Swayed by clinical trials performed since its previous screening guideline was released 26 years ago, the CTFPHC abandoned its earlier conclusion that there was insufficient evidence to recommend for or against screening. The task force also recommended against screening women for AAA.
"Based on the systematic review of the evidence, the task force has revised its recommendation on screening for AAA since its last review in 1991," the group wrote in the guideline published September 11 in the Canadian Medical Association Journal. "Pooled results of four population-based [randomized controlled trials] provide evidence that screening men aged 65 to 80 years has a sufficiently positive impact on reducing mortality, rupture, and emergency procedures, which outweighs the risk of identification and unnecessary elective procedures of AAA that might never have ruptured."
AAA is diagnosed in an estimated 20,000 people each year in Canada and causes approximately 1,244 deaths, according to the task force.
Notably, the new CTFPHC recommendations are broader than other national and international guidelines for AAA screening. For example, the Canadian Society for Vascular Surgery recommends screening men ages 65 to 75. Meanwhile, the current U.S. Preventive Services Task Force (USPSTF) AAA screening guidelines recommend screening men ages 65 to 75 who have ever smoked, along with selective screening for those in that age group who have never smoked. The USPSTF announced in August that it plans to reassess ultrasound screening, however.
"Despite evidence showing increased risk of AAA among smokers, the task force did not make a separate recommendation on screening this population, because there is no evidence on outcomes of screening smokers for AAA," the CTFPHC wrote.
Citing "moderate quality of evidence," the task force considered one-time ultrasound screening for men ages 65 to 80 to be a "weak recommendation."
"The recommendation is weak (despite low variability in patient preferences for men of this age), because of uncertainty regarding the impact of declining rates of AAA, which reduces confidence in the degree of the benefit from screening," the task force wrote.
The weak recommendation in favor of screening also highlights the need for shared decision-making with patients.
The task force also said that its guidance on not screening men older than 80 was a "weak recommendation" due to "low quality of evidence."

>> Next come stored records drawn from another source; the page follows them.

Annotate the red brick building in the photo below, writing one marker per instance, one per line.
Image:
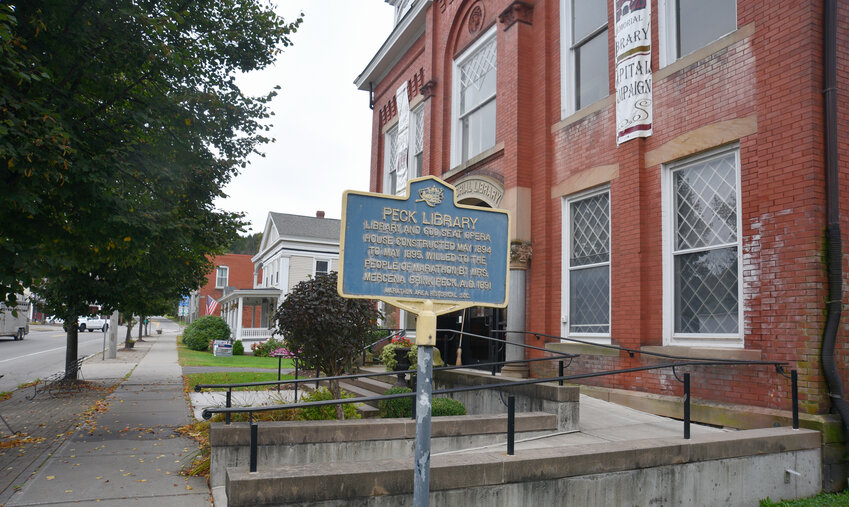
(234, 271)
(704, 238)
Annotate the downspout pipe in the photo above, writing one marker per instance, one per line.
(835, 244)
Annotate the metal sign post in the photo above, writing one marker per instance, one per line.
(426, 254)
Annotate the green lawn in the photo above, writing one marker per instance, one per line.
(188, 357)
(193, 379)
(821, 500)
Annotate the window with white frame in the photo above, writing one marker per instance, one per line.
(688, 25)
(416, 151)
(390, 158)
(585, 62)
(473, 99)
(702, 264)
(416, 142)
(401, 8)
(322, 267)
(222, 274)
(586, 249)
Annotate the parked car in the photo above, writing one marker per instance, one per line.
(91, 323)
(14, 324)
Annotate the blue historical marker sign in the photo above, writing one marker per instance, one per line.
(423, 247)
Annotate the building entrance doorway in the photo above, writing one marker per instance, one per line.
(478, 320)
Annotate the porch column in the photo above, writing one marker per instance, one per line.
(239, 319)
(520, 254)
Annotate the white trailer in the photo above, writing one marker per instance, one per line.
(14, 324)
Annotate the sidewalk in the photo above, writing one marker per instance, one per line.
(130, 454)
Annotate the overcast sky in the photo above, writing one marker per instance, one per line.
(322, 123)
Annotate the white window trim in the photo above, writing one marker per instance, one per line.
(567, 61)
(565, 251)
(728, 340)
(227, 278)
(411, 159)
(667, 28)
(387, 156)
(315, 262)
(456, 131)
(411, 154)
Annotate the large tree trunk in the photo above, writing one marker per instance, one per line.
(336, 391)
(141, 327)
(71, 341)
(129, 336)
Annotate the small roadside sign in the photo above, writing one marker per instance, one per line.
(408, 250)
(428, 255)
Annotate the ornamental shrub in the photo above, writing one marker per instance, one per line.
(201, 332)
(403, 407)
(398, 407)
(446, 406)
(387, 355)
(413, 355)
(326, 412)
(264, 349)
(328, 331)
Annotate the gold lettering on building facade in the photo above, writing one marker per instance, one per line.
(485, 189)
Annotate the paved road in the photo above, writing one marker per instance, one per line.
(42, 353)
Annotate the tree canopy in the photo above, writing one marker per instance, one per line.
(246, 244)
(120, 123)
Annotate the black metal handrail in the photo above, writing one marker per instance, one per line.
(678, 362)
(630, 351)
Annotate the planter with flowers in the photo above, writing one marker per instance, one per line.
(399, 355)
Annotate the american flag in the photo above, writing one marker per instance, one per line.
(211, 305)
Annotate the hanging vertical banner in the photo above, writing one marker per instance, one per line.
(633, 69)
(403, 142)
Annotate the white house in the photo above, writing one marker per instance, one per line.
(293, 248)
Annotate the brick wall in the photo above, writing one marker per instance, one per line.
(770, 71)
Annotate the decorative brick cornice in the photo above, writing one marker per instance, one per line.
(520, 254)
(428, 89)
(517, 12)
(415, 86)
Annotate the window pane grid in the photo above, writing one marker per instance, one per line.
(706, 203)
(474, 71)
(706, 292)
(705, 247)
(589, 266)
(590, 230)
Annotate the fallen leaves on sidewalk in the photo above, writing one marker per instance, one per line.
(199, 432)
(19, 439)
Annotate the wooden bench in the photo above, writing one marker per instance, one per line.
(58, 382)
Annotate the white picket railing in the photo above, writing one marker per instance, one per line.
(255, 333)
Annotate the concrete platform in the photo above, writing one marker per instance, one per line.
(718, 468)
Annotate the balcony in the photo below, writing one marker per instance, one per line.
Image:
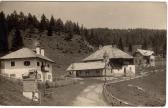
(44, 69)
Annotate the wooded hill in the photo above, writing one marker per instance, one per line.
(155, 39)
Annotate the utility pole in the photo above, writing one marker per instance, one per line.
(106, 60)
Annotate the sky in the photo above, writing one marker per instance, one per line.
(114, 15)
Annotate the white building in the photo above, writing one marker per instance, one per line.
(107, 61)
(25, 62)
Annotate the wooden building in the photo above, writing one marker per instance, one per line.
(144, 58)
(106, 61)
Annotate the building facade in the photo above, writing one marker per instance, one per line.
(24, 62)
(144, 58)
(107, 61)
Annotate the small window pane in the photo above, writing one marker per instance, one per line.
(39, 76)
(12, 63)
(12, 75)
(49, 76)
(38, 64)
(27, 63)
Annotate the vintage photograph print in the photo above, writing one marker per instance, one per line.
(83, 53)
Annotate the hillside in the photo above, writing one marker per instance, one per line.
(63, 52)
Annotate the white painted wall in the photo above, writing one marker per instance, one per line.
(29, 95)
(19, 69)
(130, 70)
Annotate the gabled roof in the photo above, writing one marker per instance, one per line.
(86, 66)
(112, 52)
(145, 52)
(24, 53)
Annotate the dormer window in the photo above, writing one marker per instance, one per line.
(27, 63)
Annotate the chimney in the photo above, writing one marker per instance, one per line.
(42, 51)
(38, 50)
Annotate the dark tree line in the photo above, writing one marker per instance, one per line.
(18, 22)
(148, 38)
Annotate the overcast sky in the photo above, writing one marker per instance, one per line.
(98, 14)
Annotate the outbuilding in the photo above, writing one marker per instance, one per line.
(107, 61)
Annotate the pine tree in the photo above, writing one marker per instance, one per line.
(3, 34)
(17, 41)
(43, 23)
(59, 26)
(51, 26)
(120, 44)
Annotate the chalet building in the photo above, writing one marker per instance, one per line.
(106, 61)
(24, 62)
(144, 58)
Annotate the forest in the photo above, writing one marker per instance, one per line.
(17, 22)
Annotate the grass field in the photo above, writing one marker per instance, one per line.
(144, 91)
(11, 93)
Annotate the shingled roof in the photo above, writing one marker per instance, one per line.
(145, 52)
(112, 52)
(24, 53)
(86, 66)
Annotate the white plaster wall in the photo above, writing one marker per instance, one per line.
(29, 95)
(19, 69)
(130, 70)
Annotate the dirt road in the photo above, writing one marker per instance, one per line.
(90, 96)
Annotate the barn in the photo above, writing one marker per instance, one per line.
(144, 58)
(106, 61)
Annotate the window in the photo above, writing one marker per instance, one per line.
(2, 65)
(27, 63)
(12, 63)
(49, 76)
(39, 76)
(12, 75)
(97, 71)
(38, 64)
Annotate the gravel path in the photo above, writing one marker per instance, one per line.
(90, 96)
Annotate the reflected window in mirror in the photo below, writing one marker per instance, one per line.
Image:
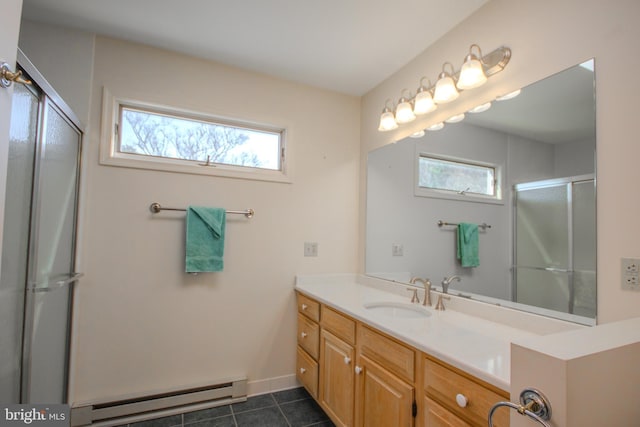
(546, 133)
(443, 177)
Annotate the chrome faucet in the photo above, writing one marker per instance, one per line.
(447, 281)
(427, 289)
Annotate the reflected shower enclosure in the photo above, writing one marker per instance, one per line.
(555, 245)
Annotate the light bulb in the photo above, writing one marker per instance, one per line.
(510, 95)
(455, 119)
(404, 111)
(423, 102)
(445, 87)
(436, 126)
(472, 74)
(481, 108)
(387, 121)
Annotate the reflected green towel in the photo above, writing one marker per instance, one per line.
(468, 244)
(205, 239)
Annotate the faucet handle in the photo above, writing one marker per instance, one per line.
(427, 293)
(414, 297)
(440, 303)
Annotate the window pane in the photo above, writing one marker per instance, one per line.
(456, 176)
(161, 135)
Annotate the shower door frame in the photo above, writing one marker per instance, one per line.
(534, 185)
(48, 99)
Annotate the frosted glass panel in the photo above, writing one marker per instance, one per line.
(17, 205)
(54, 243)
(546, 289)
(584, 248)
(542, 227)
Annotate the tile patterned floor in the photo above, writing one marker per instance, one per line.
(288, 408)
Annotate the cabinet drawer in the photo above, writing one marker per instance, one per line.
(444, 384)
(307, 372)
(309, 336)
(309, 307)
(437, 416)
(338, 324)
(394, 356)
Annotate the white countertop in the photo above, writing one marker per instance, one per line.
(478, 346)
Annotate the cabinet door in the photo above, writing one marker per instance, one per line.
(382, 399)
(337, 379)
(437, 416)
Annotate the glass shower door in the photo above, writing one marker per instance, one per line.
(542, 250)
(52, 256)
(13, 277)
(555, 245)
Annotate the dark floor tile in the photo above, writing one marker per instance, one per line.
(303, 412)
(291, 395)
(266, 417)
(205, 414)
(255, 402)
(173, 420)
(226, 421)
(327, 423)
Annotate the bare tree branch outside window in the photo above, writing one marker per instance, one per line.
(161, 135)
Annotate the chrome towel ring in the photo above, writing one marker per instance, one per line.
(533, 404)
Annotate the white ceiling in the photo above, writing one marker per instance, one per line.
(348, 46)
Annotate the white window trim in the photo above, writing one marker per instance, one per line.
(450, 195)
(110, 156)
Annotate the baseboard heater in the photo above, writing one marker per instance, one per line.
(124, 411)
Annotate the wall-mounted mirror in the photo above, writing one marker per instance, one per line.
(536, 159)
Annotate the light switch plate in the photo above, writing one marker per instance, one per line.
(310, 248)
(630, 274)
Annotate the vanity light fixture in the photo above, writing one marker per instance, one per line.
(404, 110)
(509, 95)
(423, 101)
(455, 119)
(475, 71)
(472, 72)
(387, 119)
(445, 86)
(480, 108)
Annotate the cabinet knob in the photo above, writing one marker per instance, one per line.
(461, 400)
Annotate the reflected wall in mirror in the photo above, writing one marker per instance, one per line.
(539, 253)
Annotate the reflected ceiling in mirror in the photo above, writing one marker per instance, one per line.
(539, 252)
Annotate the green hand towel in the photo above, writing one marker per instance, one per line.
(468, 245)
(205, 239)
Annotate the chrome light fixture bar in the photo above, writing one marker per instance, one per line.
(474, 72)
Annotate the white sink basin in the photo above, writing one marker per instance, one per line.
(398, 310)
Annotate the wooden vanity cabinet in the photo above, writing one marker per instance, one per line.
(385, 391)
(308, 351)
(454, 398)
(365, 378)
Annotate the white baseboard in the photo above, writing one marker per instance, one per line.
(270, 385)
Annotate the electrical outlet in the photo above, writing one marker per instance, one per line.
(397, 249)
(630, 274)
(310, 249)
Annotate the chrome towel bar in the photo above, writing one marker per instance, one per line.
(533, 404)
(484, 225)
(156, 207)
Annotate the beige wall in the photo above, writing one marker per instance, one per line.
(142, 324)
(65, 58)
(545, 37)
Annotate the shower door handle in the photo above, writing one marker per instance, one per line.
(57, 284)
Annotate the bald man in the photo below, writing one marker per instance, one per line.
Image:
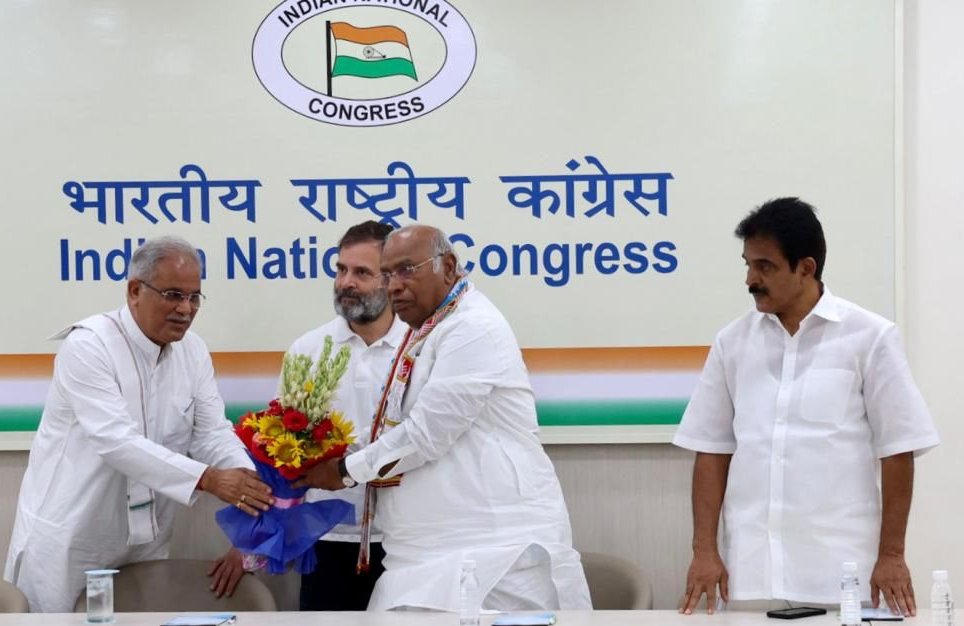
(460, 472)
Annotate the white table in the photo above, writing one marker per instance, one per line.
(396, 618)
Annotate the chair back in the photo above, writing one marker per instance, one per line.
(12, 599)
(616, 583)
(180, 585)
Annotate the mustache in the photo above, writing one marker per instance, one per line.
(347, 293)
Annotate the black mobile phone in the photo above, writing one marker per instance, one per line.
(796, 612)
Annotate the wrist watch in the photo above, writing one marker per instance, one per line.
(346, 478)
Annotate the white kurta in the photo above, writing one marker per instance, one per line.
(356, 397)
(477, 482)
(806, 418)
(73, 512)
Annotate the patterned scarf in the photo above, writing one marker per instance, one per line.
(389, 413)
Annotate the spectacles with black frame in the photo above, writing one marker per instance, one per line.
(176, 296)
(406, 272)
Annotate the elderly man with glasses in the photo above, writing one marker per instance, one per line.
(455, 453)
(132, 426)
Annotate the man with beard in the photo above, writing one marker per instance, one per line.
(366, 324)
(801, 405)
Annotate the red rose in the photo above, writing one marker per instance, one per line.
(245, 434)
(291, 473)
(259, 454)
(320, 433)
(294, 420)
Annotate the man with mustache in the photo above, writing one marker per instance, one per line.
(132, 426)
(800, 405)
(366, 324)
(456, 460)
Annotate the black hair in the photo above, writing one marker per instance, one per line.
(366, 231)
(793, 225)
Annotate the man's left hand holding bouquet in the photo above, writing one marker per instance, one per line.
(296, 432)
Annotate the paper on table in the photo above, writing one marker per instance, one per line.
(209, 619)
(525, 619)
(881, 614)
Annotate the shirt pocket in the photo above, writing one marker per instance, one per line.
(180, 424)
(826, 395)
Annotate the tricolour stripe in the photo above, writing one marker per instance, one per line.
(376, 52)
(369, 35)
(268, 363)
(640, 412)
(350, 66)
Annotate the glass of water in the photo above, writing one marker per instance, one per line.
(100, 596)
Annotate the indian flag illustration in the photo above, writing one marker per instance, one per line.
(373, 52)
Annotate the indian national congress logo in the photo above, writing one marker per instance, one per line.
(364, 62)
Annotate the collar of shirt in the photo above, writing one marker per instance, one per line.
(148, 349)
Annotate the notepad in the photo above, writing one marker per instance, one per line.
(525, 619)
(209, 619)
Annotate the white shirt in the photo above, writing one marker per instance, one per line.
(806, 418)
(477, 483)
(356, 397)
(72, 512)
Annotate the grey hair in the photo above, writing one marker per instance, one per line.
(146, 258)
(440, 246)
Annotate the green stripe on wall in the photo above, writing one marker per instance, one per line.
(19, 418)
(612, 413)
(566, 413)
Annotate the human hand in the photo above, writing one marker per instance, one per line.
(892, 579)
(227, 572)
(706, 572)
(325, 475)
(238, 486)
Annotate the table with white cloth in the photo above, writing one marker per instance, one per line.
(415, 618)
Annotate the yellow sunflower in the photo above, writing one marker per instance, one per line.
(271, 426)
(286, 450)
(342, 429)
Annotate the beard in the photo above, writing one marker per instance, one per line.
(365, 309)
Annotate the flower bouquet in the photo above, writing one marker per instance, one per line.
(297, 431)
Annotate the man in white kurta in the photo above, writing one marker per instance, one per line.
(132, 425)
(356, 398)
(801, 404)
(476, 483)
(366, 324)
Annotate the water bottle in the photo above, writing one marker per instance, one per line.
(470, 604)
(942, 605)
(849, 595)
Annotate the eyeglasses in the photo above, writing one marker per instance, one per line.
(407, 272)
(174, 296)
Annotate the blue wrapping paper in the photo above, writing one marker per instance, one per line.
(284, 536)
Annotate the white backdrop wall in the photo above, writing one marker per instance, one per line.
(634, 499)
(934, 98)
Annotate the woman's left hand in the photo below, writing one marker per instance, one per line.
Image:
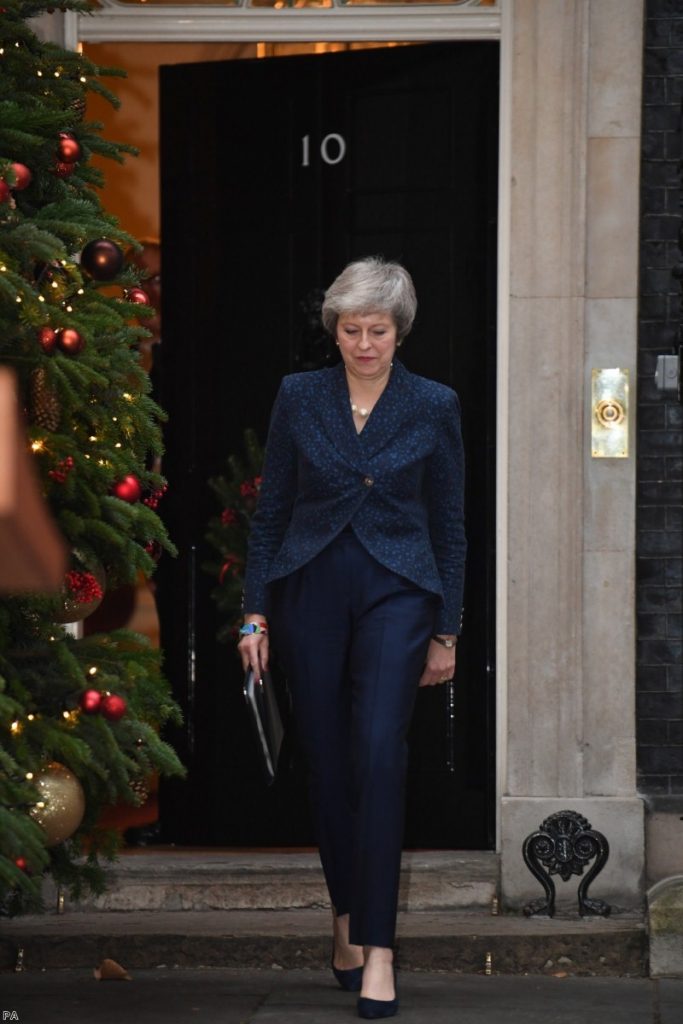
(440, 665)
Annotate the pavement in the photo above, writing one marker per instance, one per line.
(219, 995)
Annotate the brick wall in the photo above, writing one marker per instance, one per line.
(659, 516)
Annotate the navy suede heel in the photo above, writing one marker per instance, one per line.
(375, 1009)
(350, 980)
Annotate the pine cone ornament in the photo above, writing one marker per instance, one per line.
(45, 409)
(78, 108)
(140, 788)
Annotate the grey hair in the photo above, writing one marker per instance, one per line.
(372, 286)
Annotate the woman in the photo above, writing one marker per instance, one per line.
(355, 567)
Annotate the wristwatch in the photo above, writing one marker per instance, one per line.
(444, 642)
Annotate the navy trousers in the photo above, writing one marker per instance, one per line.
(352, 637)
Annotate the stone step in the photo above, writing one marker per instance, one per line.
(442, 940)
(200, 880)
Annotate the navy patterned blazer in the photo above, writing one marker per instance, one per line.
(399, 482)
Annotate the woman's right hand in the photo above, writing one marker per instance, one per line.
(254, 648)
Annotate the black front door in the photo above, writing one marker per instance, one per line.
(274, 174)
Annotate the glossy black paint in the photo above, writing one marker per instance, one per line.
(255, 223)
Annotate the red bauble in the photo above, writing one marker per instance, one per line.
(69, 151)
(137, 295)
(90, 701)
(114, 707)
(47, 338)
(70, 341)
(23, 176)
(128, 489)
(102, 259)
(63, 170)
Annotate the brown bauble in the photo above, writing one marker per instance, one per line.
(47, 339)
(102, 259)
(62, 170)
(63, 801)
(114, 707)
(138, 295)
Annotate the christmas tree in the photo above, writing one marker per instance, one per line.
(79, 716)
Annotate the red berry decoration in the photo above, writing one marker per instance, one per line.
(153, 500)
(70, 341)
(137, 295)
(102, 259)
(62, 470)
(62, 170)
(47, 339)
(23, 176)
(69, 151)
(114, 707)
(129, 489)
(82, 587)
(90, 701)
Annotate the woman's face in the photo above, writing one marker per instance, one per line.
(367, 343)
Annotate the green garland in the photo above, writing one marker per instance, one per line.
(228, 532)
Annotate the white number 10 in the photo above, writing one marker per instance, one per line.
(338, 141)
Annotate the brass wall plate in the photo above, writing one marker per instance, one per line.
(609, 414)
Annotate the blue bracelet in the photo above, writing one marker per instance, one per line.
(251, 628)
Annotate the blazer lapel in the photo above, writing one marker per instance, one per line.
(389, 413)
(384, 421)
(337, 418)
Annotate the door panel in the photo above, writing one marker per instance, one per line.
(275, 173)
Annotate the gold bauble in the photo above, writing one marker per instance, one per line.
(62, 796)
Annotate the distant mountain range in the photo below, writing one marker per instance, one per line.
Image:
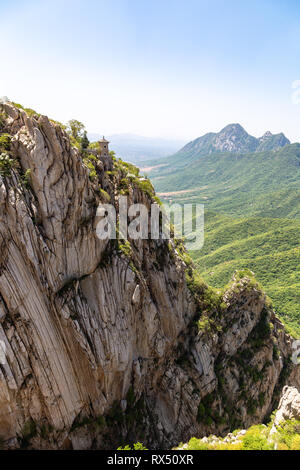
(135, 148)
(251, 191)
(234, 138)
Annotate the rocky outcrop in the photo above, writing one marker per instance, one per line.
(109, 343)
(289, 406)
(234, 138)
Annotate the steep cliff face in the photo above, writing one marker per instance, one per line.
(102, 342)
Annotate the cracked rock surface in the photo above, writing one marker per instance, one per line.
(101, 347)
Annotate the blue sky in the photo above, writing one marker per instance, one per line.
(161, 68)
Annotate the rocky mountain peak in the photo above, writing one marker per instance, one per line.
(105, 343)
(234, 138)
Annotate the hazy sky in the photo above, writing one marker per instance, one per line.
(161, 68)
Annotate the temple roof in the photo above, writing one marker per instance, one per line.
(104, 140)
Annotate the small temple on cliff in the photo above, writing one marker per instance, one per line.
(103, 144)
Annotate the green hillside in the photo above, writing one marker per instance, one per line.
(252, 216)
(261, 184)
(269, 247)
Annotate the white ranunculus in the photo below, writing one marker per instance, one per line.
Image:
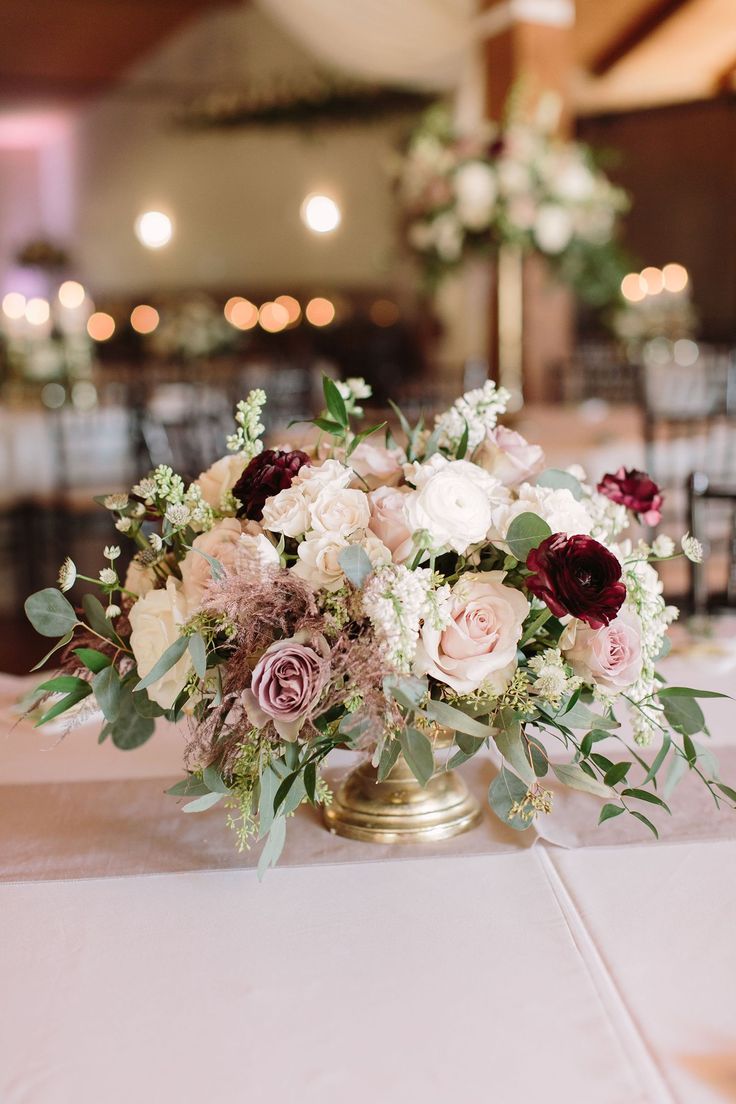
(452, 502)
(475, 190)
(558, 507)
(313, 478)
(553, 227)
(478, 647)
(340, 510)
(318, 561)
(156, 621)
(287, 512)
(220, 479)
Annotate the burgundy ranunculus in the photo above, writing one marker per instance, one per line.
(635, 490)
(267, 474)
(577, 575)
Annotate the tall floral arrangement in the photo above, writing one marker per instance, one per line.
(511, 184)
(370, 592)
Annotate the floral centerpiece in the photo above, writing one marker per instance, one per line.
(514, 184)
(379, 595)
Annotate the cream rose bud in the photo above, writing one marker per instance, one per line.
(318, 561)
(610, 656)
(287, 512)
(388, 520)
(222, 542)
(156, 621)
(376, 465)
(479, 645)
(220, 479)
(452, 502)
(313, 479)
(508, 456)
(339, 510)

"The recommendation is weak, because uncertainty remains owing to the low quality of evidence on the size of the effect of screening men older than 80 years," the group wrote. "A weak recommendation suggests primary care providers should discuss patient preferences regarding screening with healthy men older than 80 years of age for whom an elective procedure to repair an AAA would pose less risk."
No screening for women
Not screening women for AAA was considered by the task force to be a "strong recommendation" due to a "very low quality of evidence."
"The recommendation is strong, as risk of developing an AAA is much lower for women, but AAA screening would harm some women and consume resources that could otherwise be used for interventions with demonstrated effectiveness," the task force wrote.
The group said that further research is needed to assess whether screening can improve outcomes in population subgroups such as those who have ever smoked and adults with a family history of AAA. In addition, the task force would like to see research exploring the value of rescreening all patients or rescreening specific sets within the population, such as by race or ethnicity.
"Future studies should also monitor the epidemiology of AAA as age-based screening may have less of a positive impact if the prevalence of AAA continues to decline in the general population," the group wrote. "Ultimately, a more targeted approach to screening could be required."